Cumartesi Anneleri 1024 haftadır soruyor: Mehmet Şirin Bayram ve Ramazan Tekin nerede?

Cumartesi Anneleri 1024. hafta açıklamalarında, gözaltında kaybedilen Mehmet Şirin Bayram ve Ramazan Tekin'in akıbetlerini sordu.

Fotoğraf: Ferhat Yaşar
Google Haberlere Abone ol

İSTANBUL - Gözaltında kaybedilen yakınlarının akıbetini sormak ve faillerin yargılanmasını talep etmek için Galatasaray Meydanı’nda 1995 yılından beri oturma eylemi yapan Cumartesi Anneleri/İnsanları bu hafta da meydandaydı. Kayıp yakınları 1024. haftada, Ramazan Tekin ve Mehmet Şirin Bayram’ın akıbetini sordu.

Mehmet Şirin Bayram'ın kız kardeşi Halime Bayram, Bayram ailesi adına bir mektup gönderdi. Halime Bayram, mektubunda şu ifadelere yer verdi:

YAŞAM HAKKI ELİNDEN ALINMIŞ ŞİRİN'İN HESABINI SORMAK: 28. Yılında da aynı inanç aynı kararlılık, aynı özlem ve aynı acıyla, Şirin’i aramak… Şirin’i aramak derken; adalet aramak, bir insanın yaşam hakkını aramak ve onu hatırlatmak… Yaşam hakkı elinden alınmış Şirin’in ve binlercesinin hesabını sormak. 28 yıldır her cumartesi Şirin’in sapasağlam, evden alınıp, bir daha geri dönmemesinin hesabını sormak, faillerinin bulunup en ağır şekilde yargılanmasını istemek. Sevdiklerimizin kemiklerini aramaya bizi mahkum edenlere hesap sormak. Kaybedilen evlatlarının mezarını arayan annelere bu ağır acıyı yaşatanlara, gerçek yargı önünde bir gün hesap sorabilmek için, on yıllarını meydanlarda- geçiren kayıp yakınlarının, hakikat ve adalet arayışı, elbette ki bir gün üstün gelecek.

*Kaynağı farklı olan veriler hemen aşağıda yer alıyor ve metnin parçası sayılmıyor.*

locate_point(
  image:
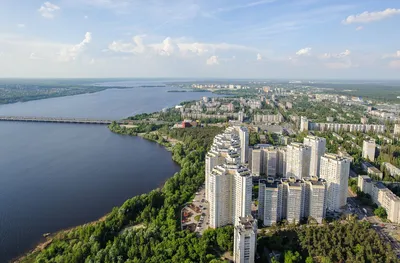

DEVLETİN HER BİR CANA BORCU VAR: Bu adalet arayışının yerini bulacağına inanarak, Şirin’in şahsında, kaybedilen bütün sevdiklerimizin akıbetini sormaya devam edeceğiz. Bu devlet, bu coğrafyada her anneye bir evlat canı borçlu. Bu coğrafyada devletin her kardeşe bir kardeş can borcu var. Bu coğrafyada devletin her eve bir can borcu var. Devlet bu hakikatle yüzleşmek zorunda. Devleti yönetenler Cumartesi Anneleri'nin, kayıp yakınlarının sesini duymalı ve bir an önce, zaman kaybetmeden bütün yargı mekanizmalarını harekete geçirerek faillerin ve sorumluların yargılanarak cezalandırılmasını sağlamalıdır. Bu ülkede bir iç barış sağlanacaksa öncelikle Cumartesi Anneleri'nin adalet arayışı görülmelidir. Biz, Şirin’in gözaltında kaybedilişinin 28. yıldönümünde de hakikat ve adalet talebimizi yineliyoruz. Şirin'i ve arkadaşlarını bulun, faillerini yargılayın diyoruz.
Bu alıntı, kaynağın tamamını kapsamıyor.